What if an individual really does have strong feeling against being a donor? In the opt-out system one can imagine, they are entirely free opt-out without consequence. A possible mechanism for the action of opting out could involve checking a box on an application for a government ID. A whole separate debate may be necessary for the issue of automatically registering children as donors, as they may not possess a sufficient degree of autonomy to make a fully informed decision about organ donation. Should the default donor position apply to children, with the decision to opt-out left up to the parents? Should the default donor position simply not apply to children at all? These are difficult but important questions, especially considering the clear physical constraints of other children in need of organs.

One possible objection to the opt-out policy is that is a coercive state policy, since it defaults to an individual giving up something they may consider valuable (the right to an intact body after death).

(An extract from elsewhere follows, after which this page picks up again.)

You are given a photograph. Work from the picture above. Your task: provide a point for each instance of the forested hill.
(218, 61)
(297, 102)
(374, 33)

As mentioned previously, the opt-out policy still affords the individual this right. All that is required is simply more conscious consideration about exactly what they are doing.

Adding quality years to as many lives as possible is more important than the temporary preservation of the physical integrity of a corpse. This is the attitude necessary in order to be on track to a policy change. Our current organ donation system is failing, and an opt-out policy would bring about greater fairness in a society where increased access to healthcare is a goal that should be pursued to the highest possible degree. 


Mike graduated from Northeastern University in January 2014 with a major in biology and a minor in ethics. He is interested in a wide range of issues in bioethics and how they are applied in today's world.